Both South Australia and Western Australia have taken steps to modernise abortion laws this week, with the former finally set to decriminalise terminations of pregnancy and the latter to create safe access zones around clinics.
Under the Termination of Pregnancy Bill 2020, a bill introduced to South Australia’s upper house Tuesday by Minister for Human Services Michelle Lensink, abortion would be removed entirely from the state’s criminal law and be treated entirely as a health issue. The move would bring the state in line with all other Australian states and territories, although procedures are still regulated and many governments still include penalties around qualifications, conception time-frames, etc.
“In this day and age, it’s completely outdated that abortion is still under criminal law,” Lensink said. “These days, there is overwhelming public support to decriminalise abortion and it makes sense given women have done nothing wrong.”
The proposed laws are based on recommendations by the South Australian Law Reform Institute and, on top of removing abortion from criminal law, would:
- remove a requirement that a woman seeking to terminate a pregnancy require approval from two medical practitioners;
- allow abortions to be performed by one medical practitioner up to 22 weeks and six days gestation;
- after this period, a medical practitioner can perform an abortion if they consult with another practitioner and both are of the view that the procedure is medically appropriate; and
- remove a requirement that a person seeking to terminate a pregnancy was a resident of South Australia for at least two months.
According to a current national guide by non-profit Children by Choice, South Australia’s Criminal Law Consolidation Act 1935 (amended 1969), sections 81(1), 81(2) and 82 specifies that for an abortion to be legal, it must be carried out within 28 weeks of conception in a prescribed hospital by a legally qualified medical practitioner, provided they are of the opinion, formed in good faith, that either the “maternal health” ground — which covers both life and physical and mental health — or the “faetal disability” ground is satisfied.
The Human Rights Law Centre (HRLC) has welcomed the move to decriminalise abortions — although its statement cites concerns about some provisions falling short of the SALRI’s recommendations — and points to the fact the state’s lower house overwhelmingly voted in favour of creating safe access zones around abortion clinics with the Health Care (Safe Access) Amendment Bill 2020 in September.
As the ABC reported in August, the news comes after regional doctors joined a campaign to accelerate decriminalisation, pointing to the fact that the current law’s mandate that early medication and surgical terminations take place in a “prescribed hospital” creates a specific barrier in remote areas.
Introduced yesterday, Western Australia’s Public Health Amendment (Safe Access Zones) Bill 2020 follows the publication of a report by the Department of Health in February 2020, ‘Safe access zones – a proposal for reform report‘, which found 70% of community and industry respondents were in favour of creating safe and private access to abortion services.
The bill provides for a safe access zone that includes the protected premises and any area within 150 metres of the boundary, to apply 24/7.

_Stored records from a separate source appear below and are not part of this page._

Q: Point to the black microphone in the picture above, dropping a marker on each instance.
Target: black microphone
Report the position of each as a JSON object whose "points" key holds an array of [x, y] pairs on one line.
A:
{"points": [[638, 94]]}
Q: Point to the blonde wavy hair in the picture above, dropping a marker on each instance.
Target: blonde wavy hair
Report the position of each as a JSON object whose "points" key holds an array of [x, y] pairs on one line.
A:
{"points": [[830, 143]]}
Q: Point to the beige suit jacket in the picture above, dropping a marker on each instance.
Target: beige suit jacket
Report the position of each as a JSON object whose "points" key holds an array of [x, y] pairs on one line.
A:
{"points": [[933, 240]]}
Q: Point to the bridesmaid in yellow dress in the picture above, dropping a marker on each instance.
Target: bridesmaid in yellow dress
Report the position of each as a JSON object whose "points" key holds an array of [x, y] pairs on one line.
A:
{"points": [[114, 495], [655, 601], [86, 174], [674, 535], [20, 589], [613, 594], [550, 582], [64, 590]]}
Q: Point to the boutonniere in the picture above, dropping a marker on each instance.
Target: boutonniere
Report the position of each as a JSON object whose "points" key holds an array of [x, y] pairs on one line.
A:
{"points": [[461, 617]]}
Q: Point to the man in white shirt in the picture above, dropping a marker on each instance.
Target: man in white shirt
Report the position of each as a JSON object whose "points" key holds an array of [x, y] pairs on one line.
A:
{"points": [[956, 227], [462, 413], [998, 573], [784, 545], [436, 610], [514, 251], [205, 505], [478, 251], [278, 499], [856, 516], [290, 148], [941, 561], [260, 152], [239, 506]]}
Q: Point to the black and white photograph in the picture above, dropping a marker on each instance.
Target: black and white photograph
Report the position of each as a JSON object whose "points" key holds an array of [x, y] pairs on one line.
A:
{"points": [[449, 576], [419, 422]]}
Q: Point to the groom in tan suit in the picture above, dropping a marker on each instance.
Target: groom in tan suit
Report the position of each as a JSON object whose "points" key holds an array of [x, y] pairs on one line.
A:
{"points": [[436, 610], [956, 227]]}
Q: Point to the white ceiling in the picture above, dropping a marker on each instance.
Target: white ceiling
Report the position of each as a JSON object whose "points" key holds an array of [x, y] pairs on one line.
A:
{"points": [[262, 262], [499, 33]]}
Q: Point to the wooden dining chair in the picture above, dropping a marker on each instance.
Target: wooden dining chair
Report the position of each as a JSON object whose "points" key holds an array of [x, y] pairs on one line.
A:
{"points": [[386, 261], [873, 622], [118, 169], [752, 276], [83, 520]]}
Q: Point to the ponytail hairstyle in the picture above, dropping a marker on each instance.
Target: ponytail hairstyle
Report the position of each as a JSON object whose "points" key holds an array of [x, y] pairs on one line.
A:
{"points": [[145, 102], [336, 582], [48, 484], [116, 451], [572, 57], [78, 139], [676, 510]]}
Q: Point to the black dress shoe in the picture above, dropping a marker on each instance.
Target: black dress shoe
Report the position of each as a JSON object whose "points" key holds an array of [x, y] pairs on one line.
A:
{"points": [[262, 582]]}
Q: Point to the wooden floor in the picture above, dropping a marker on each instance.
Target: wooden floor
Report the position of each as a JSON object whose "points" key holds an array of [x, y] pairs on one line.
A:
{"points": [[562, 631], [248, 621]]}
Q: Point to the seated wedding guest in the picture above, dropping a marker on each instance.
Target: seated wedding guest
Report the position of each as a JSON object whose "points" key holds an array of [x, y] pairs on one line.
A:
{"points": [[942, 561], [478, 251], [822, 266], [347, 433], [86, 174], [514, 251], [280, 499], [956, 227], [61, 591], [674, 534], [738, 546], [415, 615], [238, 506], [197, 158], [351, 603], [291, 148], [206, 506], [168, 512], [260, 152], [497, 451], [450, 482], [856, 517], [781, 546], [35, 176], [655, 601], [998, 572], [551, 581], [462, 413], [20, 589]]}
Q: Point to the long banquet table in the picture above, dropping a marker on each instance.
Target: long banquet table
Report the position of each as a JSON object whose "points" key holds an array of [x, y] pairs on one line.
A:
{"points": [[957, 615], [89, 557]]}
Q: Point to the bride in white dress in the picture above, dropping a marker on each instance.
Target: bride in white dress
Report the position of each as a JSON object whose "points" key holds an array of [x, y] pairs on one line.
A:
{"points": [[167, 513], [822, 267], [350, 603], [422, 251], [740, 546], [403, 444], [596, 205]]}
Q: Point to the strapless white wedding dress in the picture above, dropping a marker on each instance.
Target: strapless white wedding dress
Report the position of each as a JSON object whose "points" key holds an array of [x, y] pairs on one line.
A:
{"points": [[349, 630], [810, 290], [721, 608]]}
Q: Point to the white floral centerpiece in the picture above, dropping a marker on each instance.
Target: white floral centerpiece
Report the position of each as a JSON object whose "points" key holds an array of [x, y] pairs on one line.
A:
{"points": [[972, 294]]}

Within those zones, prohibited behaviours will include:
- harassing, intimidating and threatening a person accessing premises at which abortions are provided;
- communicating by any means in relation to abortion in a manner that can be seen or heard by a person accessing the premises and is reasonably likely to cause distress or anxiety;
- impeding a footpath, road or vehicle without reasonable excuse, in relation to abortion; and
- recording by any means, without reasonable excuse, another person accessing premises at which abortions are provided, without that other person’s consent.
The bill also prohibits a person from publishing and distributing recordings of another person accessing premises at which abortions are provided, if the recording could identify that person, without their consent or reasonable excuse. These prohibited behaviours would carry a maximum penalty of $12,000 and 12 months’ imprisonment.

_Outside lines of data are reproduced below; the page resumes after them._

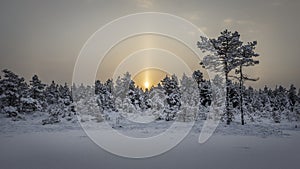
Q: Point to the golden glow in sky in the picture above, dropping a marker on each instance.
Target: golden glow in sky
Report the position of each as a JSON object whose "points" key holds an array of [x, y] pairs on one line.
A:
{"points": [[146, 85], [149, 77]]}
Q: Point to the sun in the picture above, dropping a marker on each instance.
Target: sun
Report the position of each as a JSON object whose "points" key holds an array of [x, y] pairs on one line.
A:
{"points": [[146, 84]]}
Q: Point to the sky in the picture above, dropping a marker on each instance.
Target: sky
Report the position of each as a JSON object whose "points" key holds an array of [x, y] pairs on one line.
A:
{"points": [[45, 37]]}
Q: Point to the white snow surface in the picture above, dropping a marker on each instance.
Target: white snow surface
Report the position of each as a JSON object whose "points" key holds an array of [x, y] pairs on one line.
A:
{"points": [[27, 144]]}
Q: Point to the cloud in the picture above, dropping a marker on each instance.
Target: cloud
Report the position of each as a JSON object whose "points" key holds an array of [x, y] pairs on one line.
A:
{"points": [[228, 21], [144, 3]]}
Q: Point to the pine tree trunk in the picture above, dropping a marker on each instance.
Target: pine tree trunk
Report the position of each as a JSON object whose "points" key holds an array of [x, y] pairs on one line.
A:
{"points": [[229, 118], [241, 96]]}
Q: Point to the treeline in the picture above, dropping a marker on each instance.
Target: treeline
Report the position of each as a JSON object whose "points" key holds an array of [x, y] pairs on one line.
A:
{"points": [[18, 98], [189, 98]]}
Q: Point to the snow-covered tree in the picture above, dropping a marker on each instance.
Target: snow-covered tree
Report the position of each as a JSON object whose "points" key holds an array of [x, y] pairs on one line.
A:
{"points": [[172, 91], [158, 101], [222, 57], [52, 93], [292, 95], [121, 89], [14, 90], [37, 95], [189, 99], [105, 95]]}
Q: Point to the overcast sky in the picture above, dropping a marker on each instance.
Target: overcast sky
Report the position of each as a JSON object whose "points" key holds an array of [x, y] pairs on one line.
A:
{"points": [[45, 37]]}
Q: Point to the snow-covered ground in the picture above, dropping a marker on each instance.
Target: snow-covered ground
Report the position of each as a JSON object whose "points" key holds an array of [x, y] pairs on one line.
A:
{"points": [[28, 145]]}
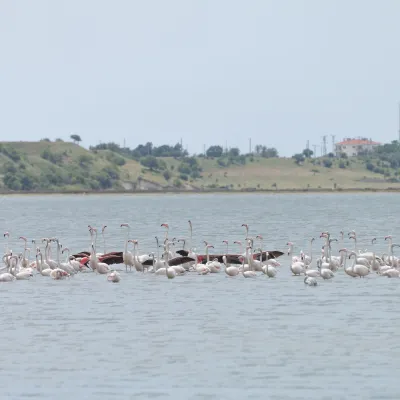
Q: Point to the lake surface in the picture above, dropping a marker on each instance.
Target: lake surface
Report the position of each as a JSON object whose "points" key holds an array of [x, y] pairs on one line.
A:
{"points": [[201, 337]]}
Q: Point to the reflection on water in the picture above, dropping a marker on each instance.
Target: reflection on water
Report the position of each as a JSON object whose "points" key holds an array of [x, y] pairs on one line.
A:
{"points": [[200, 337]]}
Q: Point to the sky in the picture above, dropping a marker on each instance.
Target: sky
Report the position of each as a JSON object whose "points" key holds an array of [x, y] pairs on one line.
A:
{"points": [[205, 71]]}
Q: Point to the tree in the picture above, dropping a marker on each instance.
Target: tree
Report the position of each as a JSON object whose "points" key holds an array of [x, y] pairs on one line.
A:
{"points": [[269, 152], [214, 151], [307, 153], [234, 152], [76, 138], [298, 158], [149, 162]]}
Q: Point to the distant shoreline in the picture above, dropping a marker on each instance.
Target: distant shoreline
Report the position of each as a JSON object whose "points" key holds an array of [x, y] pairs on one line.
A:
{"points": [[200, 192]]}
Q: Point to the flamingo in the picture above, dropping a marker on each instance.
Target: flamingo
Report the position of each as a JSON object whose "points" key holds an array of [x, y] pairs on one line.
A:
{"points": [[230, 271], [325, 273], [250, 273], [127, 255], [104, 239], [268, 269], [349, 270], [7, 276], [101, 268], [310, 281], [392, 272], [114, 277], [24, 261], [76, 265], [42, 267], [359, 269]]}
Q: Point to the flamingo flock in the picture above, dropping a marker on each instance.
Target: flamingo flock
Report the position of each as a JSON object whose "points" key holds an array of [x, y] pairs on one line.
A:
{"points": [[249, 261]]}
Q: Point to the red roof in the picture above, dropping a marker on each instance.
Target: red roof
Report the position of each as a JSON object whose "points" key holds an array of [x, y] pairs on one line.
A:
{"points": [[357, 142]]}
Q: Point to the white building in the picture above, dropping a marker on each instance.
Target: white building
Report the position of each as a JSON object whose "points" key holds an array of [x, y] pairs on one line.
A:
{"points": [[355, 146]]}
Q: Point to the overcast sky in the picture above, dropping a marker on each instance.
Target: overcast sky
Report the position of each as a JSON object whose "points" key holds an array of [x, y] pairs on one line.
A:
{"points": [[280, 72]]}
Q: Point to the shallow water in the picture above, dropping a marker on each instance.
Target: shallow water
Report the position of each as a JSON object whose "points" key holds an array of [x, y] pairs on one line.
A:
{"points": [[200, 337]]}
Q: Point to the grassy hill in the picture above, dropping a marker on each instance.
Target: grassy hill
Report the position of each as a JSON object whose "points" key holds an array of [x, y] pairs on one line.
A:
{"points": [[63, 166]]}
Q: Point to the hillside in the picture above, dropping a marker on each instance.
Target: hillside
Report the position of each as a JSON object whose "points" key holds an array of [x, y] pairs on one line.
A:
{"points": [[66, 167]]}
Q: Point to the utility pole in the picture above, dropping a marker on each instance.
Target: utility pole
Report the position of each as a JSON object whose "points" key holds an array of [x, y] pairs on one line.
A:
{"points": [[323, 150], [315, 150], [399, 122]]}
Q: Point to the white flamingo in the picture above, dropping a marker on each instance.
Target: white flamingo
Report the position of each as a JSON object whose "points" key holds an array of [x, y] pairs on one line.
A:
{"points": [[230, 270], [310, 281], [127, 256], [250, 273]]}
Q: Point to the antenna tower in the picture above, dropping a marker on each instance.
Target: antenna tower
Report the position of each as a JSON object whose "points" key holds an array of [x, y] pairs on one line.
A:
{"points": [[315, 150]]}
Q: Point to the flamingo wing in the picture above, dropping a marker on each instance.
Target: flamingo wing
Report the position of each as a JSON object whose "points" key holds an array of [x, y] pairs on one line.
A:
{"points": [[148, 262], [183, 253], [82, 254], [179, 260], [111, 259], [271, 254]]}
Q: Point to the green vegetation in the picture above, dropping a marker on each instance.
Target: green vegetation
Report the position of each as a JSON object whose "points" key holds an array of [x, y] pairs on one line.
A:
{"points": [[58, 166]]}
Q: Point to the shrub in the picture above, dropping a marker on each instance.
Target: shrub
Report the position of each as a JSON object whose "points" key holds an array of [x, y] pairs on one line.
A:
{"points": [[177, 182]]}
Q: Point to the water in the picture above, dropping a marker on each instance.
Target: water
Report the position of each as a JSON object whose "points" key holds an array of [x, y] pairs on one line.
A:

“This legislation will bring Western Australia into line with most other jurisdictions in Australia in having protective measures in place for those who are accessing abortion services,” Health Minister Roger Cook said. “Women undergoing abortions and their support persons deserve compassion, respect and privacy at an emotionally challenging time, free of harassment or judgement. Staff who work at these health services should also be protected.”
“Public consultation on safe access zones attracted 4,184 responses, including responses from 40 public and private organisations, and confirmed that the majority fully support these measures.”
The HRLC has equally congratulated the McGowan government on the legislation, and urged it to “follow in the footsteps of South Australia and the rest of the country and fully decriminalise abortion”; as Children by Choice notes, provisions relating to abortion are still technically found in the Criminal Code, even if four of its sections were removed and a much broader Section 199(1) enacted under the Acts Amendment (Abortion) Act 1998.